The Sunday Herald, a Scottish newspaper, has done something very interesting. It has leveraged its brand and turned into a book publisher.
Allmediascotland, a portal tracking Scottish media, reports.
The Sunday Herald has not only made a foray into book publishing, its debut title is proving a sales success. Earlier this month, the newspaper's name was lent to the publication of a book on the conflict in Iraq, 'The War on Truth', by its investigations editor, Neil Mackay. A second Sunday Herald book - 'Intifada - The Long Day Of Rage', by the paper's foreign editor, David Pratt - was published last week. Two more titles are in the pipeline: one, 'Collateral Damage', on the impact of war on civilians; the other, 'Good Bad Guys', about dictators "we have loved".This is something every newspaper having a large audience and a good brand ought to consider seriously. The newspaper can publish books under its brand, while outsourcing the actual work (of publishing including editing, printing and distribution) to a professional publishing house, if it is unable to deal with the editing and printing of books. The newspaper can take on the responsibility of marketing the books to its audience through its newspaper and drive traffic to bookstores as well as sell direct through a mail-order or phone-order model. Excerpts from the books could also be serialised in the newspaper to enable potential buyers to sample the book before purchase.While the newspaper is lending its name to the publishing venture, it is doing none of the publishing itself. That is being undertaken by independent publishing company, Books Noir Ltd, run by Bob Smith. Says Smith: "Early sales statistics for Neil's book, so far are very impressive. I'd say his book has been one of the best sellers in Scottish book stores this last fortnight. The figures for David's book have yet to come in, it having been published a week later, but I expect his book to be performing just as well." Smith splits time between working for Edinburgh publisher, Birlinn Ltd, which specialises in publishing books on Scottish interest, and Books Noir Ltd, publisher of Sunday Herald Books.
In terms of the arrangement Books Noir has with the Sunday Herald, the paper incurs no cost at all, aside from helping with website development; instead, Books Noir Ltd pays a licence fee to use the Sunday Herald brand."
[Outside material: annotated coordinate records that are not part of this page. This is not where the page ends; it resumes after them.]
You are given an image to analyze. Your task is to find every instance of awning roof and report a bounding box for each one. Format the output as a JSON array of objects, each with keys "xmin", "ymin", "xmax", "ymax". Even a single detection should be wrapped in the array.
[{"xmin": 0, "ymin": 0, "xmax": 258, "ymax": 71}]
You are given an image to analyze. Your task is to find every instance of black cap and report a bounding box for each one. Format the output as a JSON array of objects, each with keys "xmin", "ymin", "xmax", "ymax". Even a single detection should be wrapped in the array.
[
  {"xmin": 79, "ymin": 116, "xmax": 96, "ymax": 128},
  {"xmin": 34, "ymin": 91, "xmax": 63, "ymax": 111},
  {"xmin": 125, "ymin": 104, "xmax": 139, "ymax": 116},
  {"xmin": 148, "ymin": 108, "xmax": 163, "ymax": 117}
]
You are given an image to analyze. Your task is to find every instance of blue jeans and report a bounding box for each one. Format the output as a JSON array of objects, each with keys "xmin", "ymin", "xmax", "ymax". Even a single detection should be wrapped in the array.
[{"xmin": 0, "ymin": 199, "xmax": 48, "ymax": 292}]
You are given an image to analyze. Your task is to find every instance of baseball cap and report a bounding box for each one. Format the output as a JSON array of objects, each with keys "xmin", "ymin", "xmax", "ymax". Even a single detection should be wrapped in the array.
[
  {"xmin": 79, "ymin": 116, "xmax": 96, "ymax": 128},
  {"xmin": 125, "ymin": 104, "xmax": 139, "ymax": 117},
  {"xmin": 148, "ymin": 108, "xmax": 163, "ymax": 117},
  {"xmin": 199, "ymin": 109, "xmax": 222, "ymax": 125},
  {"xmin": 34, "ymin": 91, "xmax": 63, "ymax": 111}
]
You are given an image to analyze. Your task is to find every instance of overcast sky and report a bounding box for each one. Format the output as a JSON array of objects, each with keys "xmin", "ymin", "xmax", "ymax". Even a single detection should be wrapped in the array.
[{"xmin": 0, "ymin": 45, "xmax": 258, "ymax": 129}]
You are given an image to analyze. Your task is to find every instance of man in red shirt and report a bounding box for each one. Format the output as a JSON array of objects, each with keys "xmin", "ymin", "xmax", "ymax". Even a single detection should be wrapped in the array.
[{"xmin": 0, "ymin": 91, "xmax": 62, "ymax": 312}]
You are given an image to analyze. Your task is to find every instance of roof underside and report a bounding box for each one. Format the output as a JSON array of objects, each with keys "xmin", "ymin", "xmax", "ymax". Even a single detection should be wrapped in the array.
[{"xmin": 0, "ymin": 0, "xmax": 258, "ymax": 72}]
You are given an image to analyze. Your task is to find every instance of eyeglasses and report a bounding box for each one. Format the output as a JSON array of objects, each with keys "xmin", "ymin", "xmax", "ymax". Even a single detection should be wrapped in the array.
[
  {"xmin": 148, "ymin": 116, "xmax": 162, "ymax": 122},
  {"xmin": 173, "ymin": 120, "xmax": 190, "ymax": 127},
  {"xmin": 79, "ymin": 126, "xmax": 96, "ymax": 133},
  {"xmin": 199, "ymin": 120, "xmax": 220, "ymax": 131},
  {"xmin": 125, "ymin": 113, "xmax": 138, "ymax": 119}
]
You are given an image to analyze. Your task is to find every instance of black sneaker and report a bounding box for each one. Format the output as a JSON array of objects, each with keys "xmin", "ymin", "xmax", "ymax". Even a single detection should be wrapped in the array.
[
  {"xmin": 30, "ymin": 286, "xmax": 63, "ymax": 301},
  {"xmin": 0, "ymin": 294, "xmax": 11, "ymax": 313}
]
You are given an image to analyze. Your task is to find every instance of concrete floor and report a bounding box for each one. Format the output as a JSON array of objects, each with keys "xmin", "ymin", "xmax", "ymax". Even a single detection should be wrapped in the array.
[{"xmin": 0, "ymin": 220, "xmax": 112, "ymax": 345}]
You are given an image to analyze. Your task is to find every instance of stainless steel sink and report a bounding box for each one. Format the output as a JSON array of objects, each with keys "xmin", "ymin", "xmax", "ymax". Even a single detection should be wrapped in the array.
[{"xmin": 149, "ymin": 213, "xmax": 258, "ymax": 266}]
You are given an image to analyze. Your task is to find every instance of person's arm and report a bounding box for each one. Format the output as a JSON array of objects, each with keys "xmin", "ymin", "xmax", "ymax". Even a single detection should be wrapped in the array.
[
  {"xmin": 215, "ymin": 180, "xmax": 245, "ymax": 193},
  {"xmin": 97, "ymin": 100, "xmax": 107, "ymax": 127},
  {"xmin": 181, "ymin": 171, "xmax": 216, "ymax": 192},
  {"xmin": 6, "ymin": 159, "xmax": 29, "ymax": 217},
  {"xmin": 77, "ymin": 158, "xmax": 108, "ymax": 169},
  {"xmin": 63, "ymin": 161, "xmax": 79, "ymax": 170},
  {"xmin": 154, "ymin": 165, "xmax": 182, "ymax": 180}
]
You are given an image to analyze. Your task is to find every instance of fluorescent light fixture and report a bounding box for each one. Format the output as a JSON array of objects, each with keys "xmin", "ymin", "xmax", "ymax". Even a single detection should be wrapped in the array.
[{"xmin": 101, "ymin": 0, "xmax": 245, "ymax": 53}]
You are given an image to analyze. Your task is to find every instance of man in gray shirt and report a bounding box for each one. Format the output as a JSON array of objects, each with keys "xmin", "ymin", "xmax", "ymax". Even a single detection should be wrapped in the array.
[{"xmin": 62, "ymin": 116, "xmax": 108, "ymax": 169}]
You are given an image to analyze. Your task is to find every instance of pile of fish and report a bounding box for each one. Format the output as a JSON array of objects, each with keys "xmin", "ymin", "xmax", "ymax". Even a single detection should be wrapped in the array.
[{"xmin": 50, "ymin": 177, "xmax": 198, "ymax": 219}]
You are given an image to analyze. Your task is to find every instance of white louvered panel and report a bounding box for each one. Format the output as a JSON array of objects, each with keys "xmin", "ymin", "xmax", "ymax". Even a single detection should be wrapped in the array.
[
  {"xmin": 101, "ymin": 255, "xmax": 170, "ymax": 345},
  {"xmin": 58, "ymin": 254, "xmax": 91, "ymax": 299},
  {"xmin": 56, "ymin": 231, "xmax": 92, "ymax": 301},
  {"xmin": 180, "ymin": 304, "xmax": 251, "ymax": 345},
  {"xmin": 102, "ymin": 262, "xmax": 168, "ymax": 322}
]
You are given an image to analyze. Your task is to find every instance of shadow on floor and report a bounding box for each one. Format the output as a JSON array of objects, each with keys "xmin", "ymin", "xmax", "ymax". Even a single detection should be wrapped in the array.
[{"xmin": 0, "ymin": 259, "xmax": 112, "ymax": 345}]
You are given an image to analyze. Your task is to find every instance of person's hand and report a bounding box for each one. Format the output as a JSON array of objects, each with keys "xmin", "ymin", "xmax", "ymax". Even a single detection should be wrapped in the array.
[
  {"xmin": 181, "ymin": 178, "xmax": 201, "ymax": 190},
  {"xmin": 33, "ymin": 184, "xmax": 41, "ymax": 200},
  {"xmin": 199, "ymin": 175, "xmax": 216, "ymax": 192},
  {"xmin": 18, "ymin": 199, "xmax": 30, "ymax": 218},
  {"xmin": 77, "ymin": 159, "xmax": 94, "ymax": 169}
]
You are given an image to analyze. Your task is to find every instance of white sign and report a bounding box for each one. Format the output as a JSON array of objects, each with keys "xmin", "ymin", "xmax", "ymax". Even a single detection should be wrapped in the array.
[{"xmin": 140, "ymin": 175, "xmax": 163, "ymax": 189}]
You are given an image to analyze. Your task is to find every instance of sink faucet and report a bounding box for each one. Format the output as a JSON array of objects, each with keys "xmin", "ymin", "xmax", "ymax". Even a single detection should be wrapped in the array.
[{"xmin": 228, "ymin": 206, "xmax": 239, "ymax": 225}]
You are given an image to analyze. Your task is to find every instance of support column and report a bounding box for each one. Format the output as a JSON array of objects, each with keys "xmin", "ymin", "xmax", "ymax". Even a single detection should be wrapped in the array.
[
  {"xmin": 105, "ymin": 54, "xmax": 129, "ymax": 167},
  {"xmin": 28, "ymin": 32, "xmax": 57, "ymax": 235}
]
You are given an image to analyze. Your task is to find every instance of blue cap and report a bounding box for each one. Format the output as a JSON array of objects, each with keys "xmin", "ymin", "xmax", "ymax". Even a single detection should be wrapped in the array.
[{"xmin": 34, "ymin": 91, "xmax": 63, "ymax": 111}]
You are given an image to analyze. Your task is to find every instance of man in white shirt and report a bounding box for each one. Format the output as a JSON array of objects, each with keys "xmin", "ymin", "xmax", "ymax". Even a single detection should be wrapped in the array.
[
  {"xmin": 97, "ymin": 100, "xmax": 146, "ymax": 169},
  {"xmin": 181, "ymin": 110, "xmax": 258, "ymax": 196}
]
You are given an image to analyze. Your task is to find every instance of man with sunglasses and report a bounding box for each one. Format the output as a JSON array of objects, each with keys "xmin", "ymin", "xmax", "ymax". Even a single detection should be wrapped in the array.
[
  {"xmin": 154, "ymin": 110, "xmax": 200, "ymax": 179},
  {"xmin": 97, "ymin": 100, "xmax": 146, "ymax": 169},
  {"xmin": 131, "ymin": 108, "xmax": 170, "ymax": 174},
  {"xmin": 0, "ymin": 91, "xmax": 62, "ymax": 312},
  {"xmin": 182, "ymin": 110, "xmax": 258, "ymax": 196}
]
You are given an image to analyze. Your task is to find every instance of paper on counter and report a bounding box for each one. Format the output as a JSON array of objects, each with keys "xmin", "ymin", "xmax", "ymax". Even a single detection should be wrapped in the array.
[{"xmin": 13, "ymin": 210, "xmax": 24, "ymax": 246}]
It was Smith who took the idea to the Sunday Herald - that it should lend its name to "a publishing house specialising in topics of international news interests which directly affect UK citizens".
This could be an excellent opportunity for Indian newspapers, especially Indian language newspapers, to diversify away from being just a provider of news/gossip/views to becoming a knowledge provider, publishing non-fiction. Newspapers, with their constraints of space, cannot be the medium to take knowledge to the masses. Books on the other hand have been the source of knowledge over centuries and are perfect to take up a topic or issue, start from the basics and delve into it in depth.
If a newspaper in India could sell about 10,000 copies of every new non-fiction title published under its brand, it would count as a major publishing success. Given that books typically sell only 2,000 to 3,000 copies on average in India, unless they're best sellers, in which case they might sell upwards of 10,000 copies, for a newspaper to sell 10,000 copies for most titles published under its brand name would be great.
The Hindu has tried its hand at it by publishing collections of articles on various topics published in the daily newspaper over the years. Some of the titles published by The Hindu include, The Hindu Speaks on Management - Volume I and Volume II, The Hindu Speaks on Education, The Hindu Speaks on Music and Mahatma Gandhi: The Last 200 Days .
But these are just collections of disparate articles. There is scope to do far better. For someone like The Hindu, who also have excellent printing infrastructure and can probably use their current editorial infrastructure or expand it a bit, they may only need to be tie-up with a book distributor.